Sometimes medicines to prevent blood clots and infection are used for a few months after ASD closure.   Only rarely will patients need to take medicine after six months. Your cardiologist can monitor you with noninvasive tests if needed. These include electrocardiograms, Holter monitors, exercise stress tests and echocardiograms. They will help show if more procedures, such as a cardiac catheterization, are needed.

Activity Restrictions

Most patients with small, unrepaired atrial septal defects and repaired ASDs do not need any special precautions and may be able to participate in normal activities without increased risk. After recent surgery or catheter closure, your cardiologist may advise some limits on your physical activity for a short time, even when there is no pulmonary hypertension. After successful healing from surgery or catheter closure, no restrictions are usually needed. The exception is that patients who have developed high pressures in the lungs (pulmonary hypertension; see Eisenmenger’s syndrome) should refrain from high-level sports.

Endocarditis Prevention

This isn’t needed beyond six months after repair either by surgery or device.

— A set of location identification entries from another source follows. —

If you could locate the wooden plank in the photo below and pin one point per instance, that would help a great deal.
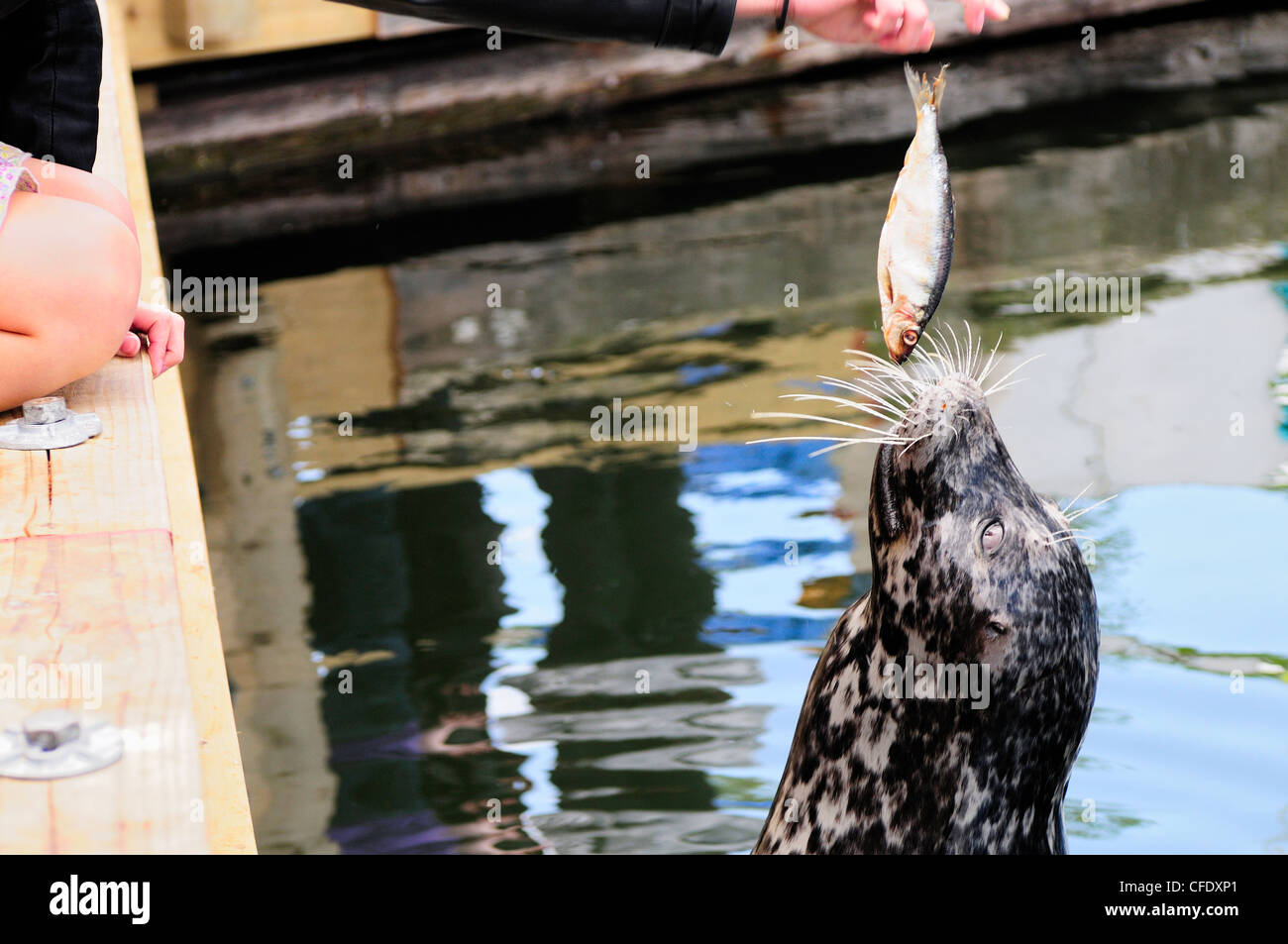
(421, 167)
(228, 819)
(89, 586)
(102, 604)
(275, 25)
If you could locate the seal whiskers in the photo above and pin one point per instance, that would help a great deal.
(974, 577)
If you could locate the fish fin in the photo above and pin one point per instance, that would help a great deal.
(925, 91)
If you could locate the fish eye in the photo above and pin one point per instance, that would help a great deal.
(992, 536)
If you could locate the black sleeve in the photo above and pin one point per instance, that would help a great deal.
(51, 65)
(698, 25)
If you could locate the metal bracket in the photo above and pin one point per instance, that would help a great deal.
(48, 424)
(54, 743)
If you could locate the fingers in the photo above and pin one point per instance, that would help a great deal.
(159, 336)
(174, 346)
(977, 11)
(130, 346)
(884, 18)
(165, 334)
(914, 31)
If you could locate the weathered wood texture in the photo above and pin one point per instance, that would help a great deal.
(88, 545)
(273, 167)
(159, 31)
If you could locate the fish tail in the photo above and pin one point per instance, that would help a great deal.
(925, 91)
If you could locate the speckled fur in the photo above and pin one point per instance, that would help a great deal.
(872, 775)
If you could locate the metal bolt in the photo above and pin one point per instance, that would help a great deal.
(52, 728)
(48, 424)
(44, 410)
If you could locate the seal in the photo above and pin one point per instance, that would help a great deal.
(974, 578)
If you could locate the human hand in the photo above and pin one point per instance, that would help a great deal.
(894, 26)
(163, 330)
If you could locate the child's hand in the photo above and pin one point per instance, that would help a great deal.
(165, 336)
(896, 26)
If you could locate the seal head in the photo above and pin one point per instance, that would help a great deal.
(995, 616)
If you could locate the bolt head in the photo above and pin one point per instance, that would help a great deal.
(44, 410)
(51, 729)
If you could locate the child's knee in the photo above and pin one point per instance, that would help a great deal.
(108, 290)
(69, 183)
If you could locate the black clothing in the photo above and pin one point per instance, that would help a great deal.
(51, 65)
(698, 25)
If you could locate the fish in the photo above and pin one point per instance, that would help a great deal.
(915, 248)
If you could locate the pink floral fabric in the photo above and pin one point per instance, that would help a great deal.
(13, 176)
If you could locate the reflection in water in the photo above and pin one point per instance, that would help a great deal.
(404, 574)
(526, 640)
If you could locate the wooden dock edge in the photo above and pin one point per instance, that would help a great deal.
(227, 807)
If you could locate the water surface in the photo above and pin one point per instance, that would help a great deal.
(471, 627)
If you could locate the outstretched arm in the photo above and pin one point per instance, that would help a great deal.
(896, 26)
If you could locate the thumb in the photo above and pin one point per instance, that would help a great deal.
(130, 346)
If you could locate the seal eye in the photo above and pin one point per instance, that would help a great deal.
(992, 536)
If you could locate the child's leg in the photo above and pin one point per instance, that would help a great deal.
(71, 286)
(59, 180)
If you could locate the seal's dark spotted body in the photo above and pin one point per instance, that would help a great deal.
(871, 773)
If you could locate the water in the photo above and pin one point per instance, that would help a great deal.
(469, 627)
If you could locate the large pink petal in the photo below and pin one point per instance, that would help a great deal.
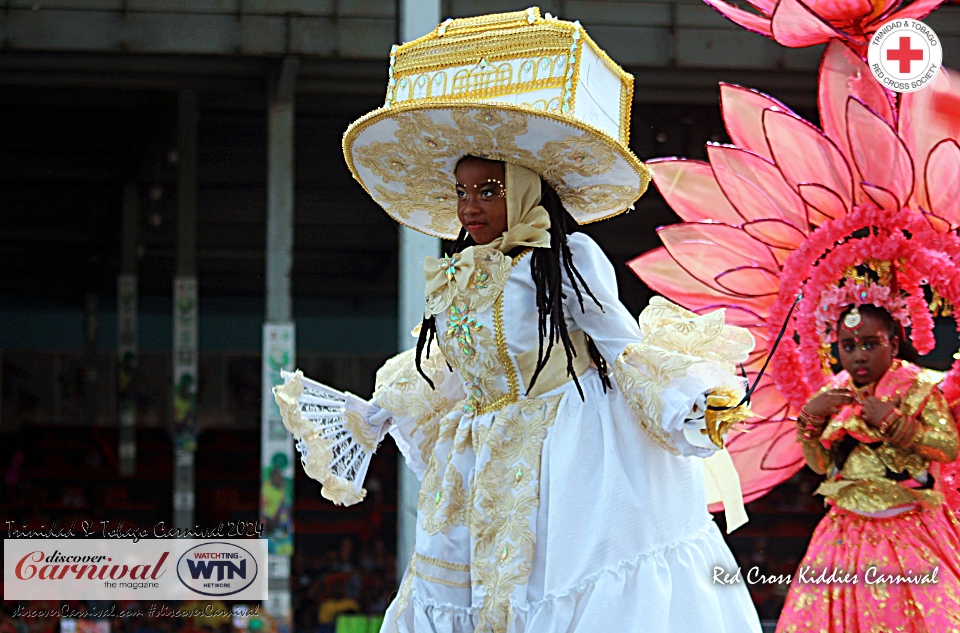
(755, 186)
(751, 21)
(707, 250)
(880, 155)
(763, 6)
(765, 455)
(916, 10)
(663, 275)
(824, 203)
(882, 197)
(943, 181)
(927, 117)
(843, 12)
(749, 281)
(691, 190)
(795, 25)
(775, 233)
(742, 110)
(842, 75)
(806, 156)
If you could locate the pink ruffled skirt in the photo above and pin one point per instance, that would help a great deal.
(862, 575)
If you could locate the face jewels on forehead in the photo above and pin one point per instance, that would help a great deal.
(503, 189)
(852, 321)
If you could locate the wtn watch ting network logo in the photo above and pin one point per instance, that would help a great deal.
(217, 569)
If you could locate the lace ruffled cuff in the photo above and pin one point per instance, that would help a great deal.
(416, 408)
(683, 358)
(336, 432)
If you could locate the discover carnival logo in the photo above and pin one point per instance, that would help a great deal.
(217, 569)
(905, 55)
(120, 569)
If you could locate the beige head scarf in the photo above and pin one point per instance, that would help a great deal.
(528, 224)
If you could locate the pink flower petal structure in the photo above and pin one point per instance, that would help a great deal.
(762, 215)
(796, 23)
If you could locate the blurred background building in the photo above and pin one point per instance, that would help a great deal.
(139, 139)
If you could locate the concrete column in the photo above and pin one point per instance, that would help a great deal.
(417, 17)
(127, 348)
(279, 347)
(185, 309)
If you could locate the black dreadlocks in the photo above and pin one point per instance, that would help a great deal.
(547, 266)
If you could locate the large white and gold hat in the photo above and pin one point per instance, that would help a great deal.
(517, 87)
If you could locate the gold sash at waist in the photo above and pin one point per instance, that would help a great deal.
(554, 373)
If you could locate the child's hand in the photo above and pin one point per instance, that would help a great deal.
(825, 404)
(875, 409)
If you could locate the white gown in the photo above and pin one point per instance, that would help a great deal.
(540, 511)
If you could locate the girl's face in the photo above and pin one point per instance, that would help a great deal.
(867, 352)
(481, 198)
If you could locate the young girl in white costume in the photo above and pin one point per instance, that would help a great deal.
(555, 439)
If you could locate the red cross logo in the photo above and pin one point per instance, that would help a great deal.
(905, 54)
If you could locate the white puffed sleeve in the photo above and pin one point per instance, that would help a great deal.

Once the ASD is closed and there’s no leftover opening, the risk with pregnancy is very low. The risk from a pregnancy goes up if there’s an unrepaired ASD but pregnancy is usually safe unless there is pulmonary hypertension. A large unrepaired ASD may sometimes lead to heart failure during pregnancy but this is usually well controlled with medication if caught early. There is a slight risk of stroke during pregnancy, so precautions against blood clots may be recommended.

Will You Need More Surgery?

Once an ASD has been closed, it’s unlikely that more surgery will be needed. Rarely, a patient may have a residual hole. Whether it will need to be closed depends on its size.